Gonzalo Garcia-Castro

TLDR: install MBROLA in your Unix-based instance using this bash script

It’s been some time since my last post. We’ve been pretty busy starting the new lab and setting up the new studies of the NeuroDevCo group. I hope we can share our progress soon! Meanwhile, I’m here presenting one of the earliest outputs of the GALA project: pymbrola: a Python interface to the speech synthesiser MBROLA. This is a two-part blog post. Here, I provide a detailed guide on how to get MBROLA up and runnig on your machine. This is a pre-requisite for using the pymbrola package. In an upcoming post, I’ll illustrate how pymbrola works.

About MBROLA

MBROLA (Dutoit et al., 1996) is a speech synthesis software developed in the 90s by Thierry Dutoit and Vinvent Pagel. Vaguely, it consists in a database of naturally pre-recorded diphones (combinations of two phones, like /ke/ or /li/), which are put together according to form the desired string of sounds that the user inputs. The result is an intelligible, yet somewhat robotic-like speech stored in a WAV file. The actual machinery behind MBROLA is much more complex than this, and the particular mechanisms that merge pre-recorded diphones is, to date, an important breakthrough in linguistics and speech synthesis research.

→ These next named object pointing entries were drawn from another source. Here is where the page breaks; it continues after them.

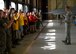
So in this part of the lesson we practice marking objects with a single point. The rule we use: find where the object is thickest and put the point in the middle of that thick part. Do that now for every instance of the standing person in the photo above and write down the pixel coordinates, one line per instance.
(2, 35)
(7, 24)
(21, 23)
(68, 20)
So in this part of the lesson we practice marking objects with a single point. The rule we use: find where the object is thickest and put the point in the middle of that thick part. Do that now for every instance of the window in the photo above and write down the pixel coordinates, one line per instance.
(1, 4)
(26, 8)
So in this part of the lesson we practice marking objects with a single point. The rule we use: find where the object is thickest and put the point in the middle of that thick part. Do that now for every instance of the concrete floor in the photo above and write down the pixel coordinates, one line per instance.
(50, 40)
(27, 41)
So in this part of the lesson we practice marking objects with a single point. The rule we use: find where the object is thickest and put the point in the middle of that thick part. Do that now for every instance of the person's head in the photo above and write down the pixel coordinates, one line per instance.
(4, 14)
(1, 13)
(67, 8)
(15, 12)
(12, 10)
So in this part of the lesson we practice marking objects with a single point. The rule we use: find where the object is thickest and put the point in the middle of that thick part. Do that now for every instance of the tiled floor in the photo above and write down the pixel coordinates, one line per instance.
(26, 42)
(50, 40)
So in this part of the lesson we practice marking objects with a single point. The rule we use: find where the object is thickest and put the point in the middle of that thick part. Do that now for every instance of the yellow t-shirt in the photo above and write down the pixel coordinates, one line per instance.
(16, 24)
(21, 20)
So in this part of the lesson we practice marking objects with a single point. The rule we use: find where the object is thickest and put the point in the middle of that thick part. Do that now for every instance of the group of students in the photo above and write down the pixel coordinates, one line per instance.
(13, 27)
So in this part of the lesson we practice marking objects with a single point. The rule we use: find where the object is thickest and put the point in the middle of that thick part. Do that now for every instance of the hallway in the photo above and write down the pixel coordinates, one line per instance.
(50, 40)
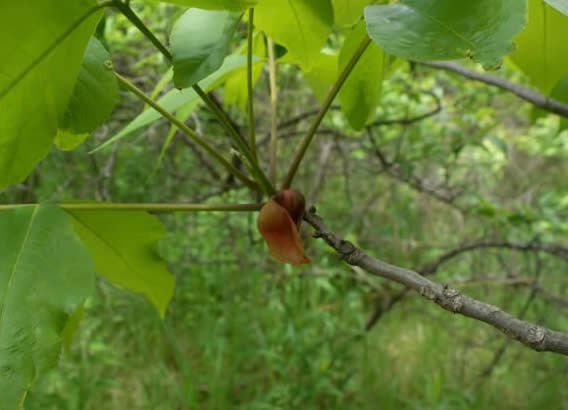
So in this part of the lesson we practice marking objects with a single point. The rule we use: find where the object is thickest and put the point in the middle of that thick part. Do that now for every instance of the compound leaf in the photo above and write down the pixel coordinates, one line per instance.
(482, 30)
(45, 275)
(40, 63)
(200, 39)
(124, 248)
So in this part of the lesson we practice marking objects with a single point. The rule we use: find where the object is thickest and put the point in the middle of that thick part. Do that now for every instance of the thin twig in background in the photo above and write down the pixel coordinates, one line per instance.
(535, 98)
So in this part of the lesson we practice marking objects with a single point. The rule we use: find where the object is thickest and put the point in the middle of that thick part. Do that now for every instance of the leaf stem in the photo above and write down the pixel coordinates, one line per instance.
(273, 103)
(125, 9)
(150, 207)
(188, 131)
(250, 88)
(325, 107)
(217, 110)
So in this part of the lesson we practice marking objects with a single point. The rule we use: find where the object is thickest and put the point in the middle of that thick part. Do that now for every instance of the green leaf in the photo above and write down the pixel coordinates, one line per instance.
(174, 99)
(182, 114)
(200, 39)
(361, 92)
(45, 275)
(41, 51)
(348, 12)
(541, 48)
(95, 94)
(302, 26)
(123, 246)
(482, 30)
(232, 5)
(560, 5)
(236, 87)
(323, 75)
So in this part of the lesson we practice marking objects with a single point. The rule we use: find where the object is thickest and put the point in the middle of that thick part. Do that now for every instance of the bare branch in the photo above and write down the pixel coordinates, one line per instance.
(533, 97)
(555, 250)
(536, 337)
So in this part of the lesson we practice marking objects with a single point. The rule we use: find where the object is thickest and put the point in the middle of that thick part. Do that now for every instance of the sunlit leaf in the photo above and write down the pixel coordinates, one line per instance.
(234, 5)
(94, 97)
(45, 275)
(541, 47)
(200, 39)
(124, 248)
(38, 71)
(302, 26)
(482, 30)
(560, 5)
(236, 87)
(361, 93)
(174, 99)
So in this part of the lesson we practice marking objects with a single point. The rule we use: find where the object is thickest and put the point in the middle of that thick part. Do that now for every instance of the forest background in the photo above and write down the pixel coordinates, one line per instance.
(452, 177)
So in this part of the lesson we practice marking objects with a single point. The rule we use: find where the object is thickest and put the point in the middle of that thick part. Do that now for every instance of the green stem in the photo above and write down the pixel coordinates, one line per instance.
(218, 111)
(273, 103)
(52, 47)
(250, 88)
(325, 107)
(105, 206)
(188, 131)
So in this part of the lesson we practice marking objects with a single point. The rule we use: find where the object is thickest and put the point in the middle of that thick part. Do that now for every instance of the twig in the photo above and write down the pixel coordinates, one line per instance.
(536, 337)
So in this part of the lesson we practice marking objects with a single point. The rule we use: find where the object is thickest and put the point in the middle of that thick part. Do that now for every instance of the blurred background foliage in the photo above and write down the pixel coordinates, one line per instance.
(246, 332)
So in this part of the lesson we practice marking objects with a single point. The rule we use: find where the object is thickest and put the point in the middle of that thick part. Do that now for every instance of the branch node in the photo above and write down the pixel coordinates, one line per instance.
(535, 337)
(427, 292)
(452, 299)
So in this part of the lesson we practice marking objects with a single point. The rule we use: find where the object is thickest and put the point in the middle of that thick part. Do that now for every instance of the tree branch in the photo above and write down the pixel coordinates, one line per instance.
(535, 98)
(536, 337)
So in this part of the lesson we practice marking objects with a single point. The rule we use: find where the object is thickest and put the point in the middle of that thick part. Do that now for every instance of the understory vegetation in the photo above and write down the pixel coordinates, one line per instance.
(447, 162)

Dutoit, T., Pagel, V., Pierret, N., Bataille, F., & Van der Vrecken, O. (1996). The MBROLA project: Towards a set of high quality speech synthesizers free of use for non commercial purposes. Proceeding of Fourth International Conference on Spoken Language Processing. ICSLP’96, 3, 1393–1396.

More recent speech synthesisers have been released since MBROLA, most of which produce a much more natural-sounding output. These models work very differently compared to MBROLA: they are being trained on massive amounts of text and speech data, and become very good at finding out how particular combinations of characters are supposed to sound like when read aloud. This is very convenient when one simply wants some text to be “read” aloud by the machine.

MBROLA works in a very different way. First, MBROLA¹ takes phonetic symbols as input. It then looks up which diphones are available in the database of a particular language, and then puts them together to produce a sound using the aforementioned MBROLA algorithm. This is one of the best features of MBROLA: it provides fine-grained control over the phonology of the output. The user can also specify the duration of each phone, and modulate the pitch contour in an almost arbitrary way. Most importantly (IMO), the input consists in phonetic symbols, which provides much more control over the phonological features of the segments present in the output. For these reasons, many psycholinguistics researchers have relied on MBROLA to synthesise their auditory speech stimuli for experiments when fine control is required. For instance, this is the input that MBROLA takes to generate the word “caffè” (/kafˈfɛ/) in Italian:

¹ MBROLA stands for the name of such algorithm, Multi-Band Resynthesis OverLap Add.

; caffè
; first number after the phonetic symbol indicates the duration of the segment
; the rest of the numbers indicate F0 contour.
_ 10
k 100 200 200
a 100 200 100 100 200
f 100 200 200
f 100 200 200
E1 100 200 200
_ 10

MBROLA is not currently being mantained, and their main website is down. Plus, there aren’t many up-to-date resources out there explaining how to use MBROLA. Getting MBROLA to run in your computer can be a bit daunting, so after having gone through it, I hope this small guide can help other people do it in a less painful way.

Setting up MBROLA

Install the Windows Subsystem for Linux (WSL)

Tip

If already on Ubuntu or macOS, you may skip this step.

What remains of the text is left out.